Caffeine is found naturally in a variety of common foods such as coffee, tea (Camellia sinensis) and cacao beans. Natural or synthetic caffeine can be added to food products such as energy drinks, alcoholic beverages, mints, energy bars and sweets.

Myths about coffee

Coffee/ caffeine is a diuretic. Many people worry that drinking caffeine beverages will cause them to become dehydrated, but good quality evidence has found this not to be true. Caffeinated and non-caffeinated drinks are similarly hydrating.

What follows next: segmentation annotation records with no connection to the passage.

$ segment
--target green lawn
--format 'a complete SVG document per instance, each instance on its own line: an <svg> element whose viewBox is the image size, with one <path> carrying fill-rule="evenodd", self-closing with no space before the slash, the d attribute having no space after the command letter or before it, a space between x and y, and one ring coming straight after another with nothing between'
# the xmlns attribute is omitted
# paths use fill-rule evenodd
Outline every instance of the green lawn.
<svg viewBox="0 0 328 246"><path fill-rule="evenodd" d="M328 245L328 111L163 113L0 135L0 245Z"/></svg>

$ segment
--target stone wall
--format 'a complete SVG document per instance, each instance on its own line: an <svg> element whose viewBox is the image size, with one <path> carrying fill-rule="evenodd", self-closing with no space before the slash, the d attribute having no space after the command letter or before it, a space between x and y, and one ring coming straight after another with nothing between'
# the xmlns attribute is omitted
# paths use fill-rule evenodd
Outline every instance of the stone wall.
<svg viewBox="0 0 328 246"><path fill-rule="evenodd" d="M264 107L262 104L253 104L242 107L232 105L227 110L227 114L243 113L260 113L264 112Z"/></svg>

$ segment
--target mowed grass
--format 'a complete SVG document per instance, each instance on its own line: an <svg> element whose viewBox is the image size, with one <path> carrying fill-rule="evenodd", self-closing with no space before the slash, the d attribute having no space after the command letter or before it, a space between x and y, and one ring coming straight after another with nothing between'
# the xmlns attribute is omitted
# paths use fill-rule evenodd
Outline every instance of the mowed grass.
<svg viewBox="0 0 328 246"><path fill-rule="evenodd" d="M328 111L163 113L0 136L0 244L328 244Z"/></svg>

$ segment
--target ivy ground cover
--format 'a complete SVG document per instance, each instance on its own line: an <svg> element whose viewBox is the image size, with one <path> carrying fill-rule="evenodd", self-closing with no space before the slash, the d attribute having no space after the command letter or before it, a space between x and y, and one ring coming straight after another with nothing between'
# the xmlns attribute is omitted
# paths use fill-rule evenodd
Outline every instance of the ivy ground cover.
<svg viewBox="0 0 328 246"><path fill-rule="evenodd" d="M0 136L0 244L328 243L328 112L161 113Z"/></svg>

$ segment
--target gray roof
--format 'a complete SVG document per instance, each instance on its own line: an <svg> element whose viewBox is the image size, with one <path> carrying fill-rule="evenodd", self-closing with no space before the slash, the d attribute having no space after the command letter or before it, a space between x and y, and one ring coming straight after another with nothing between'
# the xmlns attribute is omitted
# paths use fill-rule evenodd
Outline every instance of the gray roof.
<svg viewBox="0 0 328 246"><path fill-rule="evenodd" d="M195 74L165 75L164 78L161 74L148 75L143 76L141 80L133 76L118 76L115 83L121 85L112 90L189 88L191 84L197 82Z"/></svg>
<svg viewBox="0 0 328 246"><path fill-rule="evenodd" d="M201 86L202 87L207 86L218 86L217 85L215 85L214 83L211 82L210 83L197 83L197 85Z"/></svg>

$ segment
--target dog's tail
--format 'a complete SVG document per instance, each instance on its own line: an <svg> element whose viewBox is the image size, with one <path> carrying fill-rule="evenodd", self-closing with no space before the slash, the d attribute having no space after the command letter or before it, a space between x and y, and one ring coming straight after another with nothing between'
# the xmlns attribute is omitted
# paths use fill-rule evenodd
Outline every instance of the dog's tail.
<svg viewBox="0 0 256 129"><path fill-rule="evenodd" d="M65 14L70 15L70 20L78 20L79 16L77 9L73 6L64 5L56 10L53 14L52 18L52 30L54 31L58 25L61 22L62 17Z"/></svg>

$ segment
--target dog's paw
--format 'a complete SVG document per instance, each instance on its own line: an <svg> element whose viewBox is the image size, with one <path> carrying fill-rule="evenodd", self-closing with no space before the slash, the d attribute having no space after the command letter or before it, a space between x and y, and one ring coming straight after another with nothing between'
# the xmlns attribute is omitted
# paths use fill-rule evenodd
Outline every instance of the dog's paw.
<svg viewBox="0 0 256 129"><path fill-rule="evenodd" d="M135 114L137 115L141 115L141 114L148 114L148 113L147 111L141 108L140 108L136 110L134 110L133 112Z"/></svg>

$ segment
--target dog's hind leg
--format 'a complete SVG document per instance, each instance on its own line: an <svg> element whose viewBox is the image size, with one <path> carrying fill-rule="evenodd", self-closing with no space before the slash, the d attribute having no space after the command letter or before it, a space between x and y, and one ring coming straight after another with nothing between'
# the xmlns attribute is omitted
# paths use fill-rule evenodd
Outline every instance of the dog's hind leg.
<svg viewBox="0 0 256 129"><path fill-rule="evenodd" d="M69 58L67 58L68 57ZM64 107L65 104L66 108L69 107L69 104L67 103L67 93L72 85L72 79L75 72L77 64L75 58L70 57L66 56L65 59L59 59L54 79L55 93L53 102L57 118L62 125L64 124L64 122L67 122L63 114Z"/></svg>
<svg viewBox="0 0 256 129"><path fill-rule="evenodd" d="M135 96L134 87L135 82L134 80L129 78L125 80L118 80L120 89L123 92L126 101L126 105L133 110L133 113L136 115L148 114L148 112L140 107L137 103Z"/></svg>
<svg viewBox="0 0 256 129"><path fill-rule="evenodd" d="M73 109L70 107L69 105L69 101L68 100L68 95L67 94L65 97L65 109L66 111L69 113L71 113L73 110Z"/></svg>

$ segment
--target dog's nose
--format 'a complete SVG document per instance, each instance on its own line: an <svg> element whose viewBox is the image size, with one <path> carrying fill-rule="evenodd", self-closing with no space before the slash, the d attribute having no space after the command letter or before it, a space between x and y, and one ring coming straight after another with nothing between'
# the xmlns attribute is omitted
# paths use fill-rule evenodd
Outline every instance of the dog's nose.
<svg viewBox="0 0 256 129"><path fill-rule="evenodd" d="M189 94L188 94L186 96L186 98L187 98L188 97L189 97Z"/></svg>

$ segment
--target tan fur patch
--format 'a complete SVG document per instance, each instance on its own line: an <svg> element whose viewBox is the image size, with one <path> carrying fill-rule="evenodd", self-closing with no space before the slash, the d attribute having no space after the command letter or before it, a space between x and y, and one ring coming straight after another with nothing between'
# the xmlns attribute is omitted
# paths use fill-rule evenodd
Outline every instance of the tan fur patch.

Coffee leaches calcium from your bones. A moderate daily intake of coffee is not associated with any adverse effects on your bones or calcium balance, as long as you consume an adequate calcium intake from your diet.

Pregnant women shouldn't drink coffee. Although conclusive evidence regarding the adverse effects of caffeine consumption during pregnancy on birth outcomes is limited, there is a possible dose-dependent association between caffeine intakes and the risk of adverse birth weight-related outcomes (e.g. foetal growth retardation and small for gestational age). Thus, although caffeine does not need to be avoided completely, lower intakes are recommended.

Coffee is harmful to your brain. Some evidence suggests that excessive caffeine consumption may be associated with less cognitive decline in healthy older adults without dementia (this protective effect appears to be more pronounced in women than men).

But, what does caffeine do in the body? 

The most notable effects are on the brain as it is a central nervous system (CNS) stimulant, well known for keeping the consumer awake, increasing mental alertness and cognitive functioning. It had also been documented to enhance physical performance by improving endurance and reaction time.  

Caffeine is rapidly and almost completely absorbed and metabolised by the liver, reaching peak blood concentration within approximately 1–1.5 hours after consumption. Your response to caffeine however will depend on how much you usually consume (in other words, your tolerance levels) as well as your genetics. 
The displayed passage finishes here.